Let’s get you on your road to Cambodia. Here, I provide my recommendations on what you need and what you must have to get you into the country. Cambodia has a lot to see, and whether you’re staying for a short visit or nomadding long-term, you’ll need to prepare the resources to get you into the country and to help make your trip as smooth as possible. Here, I’ll provide a Cambodia arrival guide to help you on your way to a worry-free (for what you can control!) trip!

Customs Documents


First and foremost, when applying for an online visa, always use the government website. It’s almost always the most safe and secure and you won’t be paying any external fees. If you are only applying for a tourist evisa, the cost is $36USD and you can stay for up to 30 days. You’ll have the opportunity to extend your visa or change its purpose once you’re in the country. This can be done only once at the Immigration Department of the Cambodian National Police in Phnom Penh. Ensure you enter the correct information, especially for your mode of travel into Cambodia and your port of entry. You may be denied entry if this information is not correct. Make sure you print two copies of your visa.

Check the map for your visa requirements.

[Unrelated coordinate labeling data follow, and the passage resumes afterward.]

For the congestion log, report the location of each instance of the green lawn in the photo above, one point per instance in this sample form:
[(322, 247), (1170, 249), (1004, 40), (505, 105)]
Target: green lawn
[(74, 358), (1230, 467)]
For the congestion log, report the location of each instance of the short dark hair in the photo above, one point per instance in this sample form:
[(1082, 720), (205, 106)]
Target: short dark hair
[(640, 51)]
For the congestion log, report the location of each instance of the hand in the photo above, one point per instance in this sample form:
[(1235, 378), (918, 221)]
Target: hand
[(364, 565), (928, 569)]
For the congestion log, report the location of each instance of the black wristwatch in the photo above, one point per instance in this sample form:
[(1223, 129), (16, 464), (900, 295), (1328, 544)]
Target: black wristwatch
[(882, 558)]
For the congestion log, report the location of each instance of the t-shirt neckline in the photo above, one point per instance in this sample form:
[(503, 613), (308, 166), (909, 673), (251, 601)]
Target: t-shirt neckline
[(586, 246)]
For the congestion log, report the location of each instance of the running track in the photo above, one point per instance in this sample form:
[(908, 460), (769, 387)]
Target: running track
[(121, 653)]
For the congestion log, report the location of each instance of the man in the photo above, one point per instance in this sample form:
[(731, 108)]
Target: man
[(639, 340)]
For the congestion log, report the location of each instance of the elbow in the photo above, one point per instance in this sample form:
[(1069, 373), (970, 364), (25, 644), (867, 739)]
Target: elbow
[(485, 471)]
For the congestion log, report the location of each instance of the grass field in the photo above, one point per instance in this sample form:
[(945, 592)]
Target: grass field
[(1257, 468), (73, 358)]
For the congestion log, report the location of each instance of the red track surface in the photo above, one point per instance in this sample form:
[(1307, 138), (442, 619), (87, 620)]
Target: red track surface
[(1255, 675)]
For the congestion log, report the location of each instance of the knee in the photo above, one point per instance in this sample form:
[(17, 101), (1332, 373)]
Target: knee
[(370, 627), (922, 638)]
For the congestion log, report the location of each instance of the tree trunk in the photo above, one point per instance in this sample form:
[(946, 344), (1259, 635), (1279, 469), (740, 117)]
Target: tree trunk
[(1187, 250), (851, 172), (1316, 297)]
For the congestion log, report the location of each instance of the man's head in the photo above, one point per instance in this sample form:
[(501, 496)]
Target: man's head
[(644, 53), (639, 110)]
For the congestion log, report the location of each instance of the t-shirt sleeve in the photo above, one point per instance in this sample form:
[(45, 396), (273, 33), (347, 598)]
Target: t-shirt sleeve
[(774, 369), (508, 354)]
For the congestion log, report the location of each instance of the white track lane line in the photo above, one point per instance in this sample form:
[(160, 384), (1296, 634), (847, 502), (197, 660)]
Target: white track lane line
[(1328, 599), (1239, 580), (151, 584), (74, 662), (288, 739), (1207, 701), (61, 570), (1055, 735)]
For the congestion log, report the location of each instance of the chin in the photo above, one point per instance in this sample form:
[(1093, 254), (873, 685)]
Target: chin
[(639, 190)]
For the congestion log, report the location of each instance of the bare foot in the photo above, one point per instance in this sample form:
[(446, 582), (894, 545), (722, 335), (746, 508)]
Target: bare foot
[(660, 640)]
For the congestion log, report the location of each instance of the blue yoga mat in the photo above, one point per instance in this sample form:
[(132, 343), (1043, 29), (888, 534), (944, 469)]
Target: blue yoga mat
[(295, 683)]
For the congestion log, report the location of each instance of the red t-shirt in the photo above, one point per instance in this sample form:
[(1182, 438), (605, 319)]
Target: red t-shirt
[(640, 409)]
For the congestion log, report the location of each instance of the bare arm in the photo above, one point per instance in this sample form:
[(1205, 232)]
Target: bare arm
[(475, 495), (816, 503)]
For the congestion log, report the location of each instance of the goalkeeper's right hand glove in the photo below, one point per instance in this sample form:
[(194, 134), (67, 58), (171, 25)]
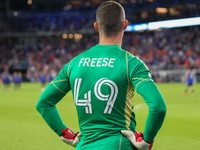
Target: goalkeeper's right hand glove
[(70, 137), (137, 140)]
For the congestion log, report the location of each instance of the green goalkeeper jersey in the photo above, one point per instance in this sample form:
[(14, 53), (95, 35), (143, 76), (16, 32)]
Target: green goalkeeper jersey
[(103, 80)]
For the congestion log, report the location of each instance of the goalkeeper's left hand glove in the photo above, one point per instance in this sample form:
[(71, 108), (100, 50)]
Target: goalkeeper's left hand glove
[(137, 140), (70, 137)]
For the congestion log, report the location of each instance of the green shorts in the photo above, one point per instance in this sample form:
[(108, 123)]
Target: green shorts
[(115, 142)]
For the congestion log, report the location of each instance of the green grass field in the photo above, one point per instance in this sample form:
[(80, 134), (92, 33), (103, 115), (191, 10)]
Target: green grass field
[(22, 128)]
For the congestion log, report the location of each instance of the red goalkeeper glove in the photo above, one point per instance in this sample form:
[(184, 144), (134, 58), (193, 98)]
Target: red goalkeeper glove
[(137, 140), (70, 137)]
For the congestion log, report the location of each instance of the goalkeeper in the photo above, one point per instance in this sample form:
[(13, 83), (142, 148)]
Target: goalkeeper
[(103, 80)]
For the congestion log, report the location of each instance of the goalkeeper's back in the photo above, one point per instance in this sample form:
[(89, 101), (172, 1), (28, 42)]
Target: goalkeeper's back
[(100, 80)]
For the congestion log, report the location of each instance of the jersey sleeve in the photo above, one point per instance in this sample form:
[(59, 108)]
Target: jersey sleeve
[(138, 73), (142, 82), (54, 92), (157, 110)]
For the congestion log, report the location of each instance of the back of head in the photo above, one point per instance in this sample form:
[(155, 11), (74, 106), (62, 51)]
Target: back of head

Arrival/Departure Card, Customs Form

After arriving in Cambodia you’ll need to fill out an arrival card and a customs form. You’ll be given a departure card as well. Do NOT lose your departure card (speaking from experience). When leaving Cambodia I was charged a $5USD fine and given a new one, but I spent all my USD/Riel and had to frantically figure out how to find some cash. I ended up having to run back to an ATM, getting charged an extra fee, and almost missing my bus to go to Bangkok. So definitely play it safe, and keep all your documents undamaged and someplace where you won’t forget them.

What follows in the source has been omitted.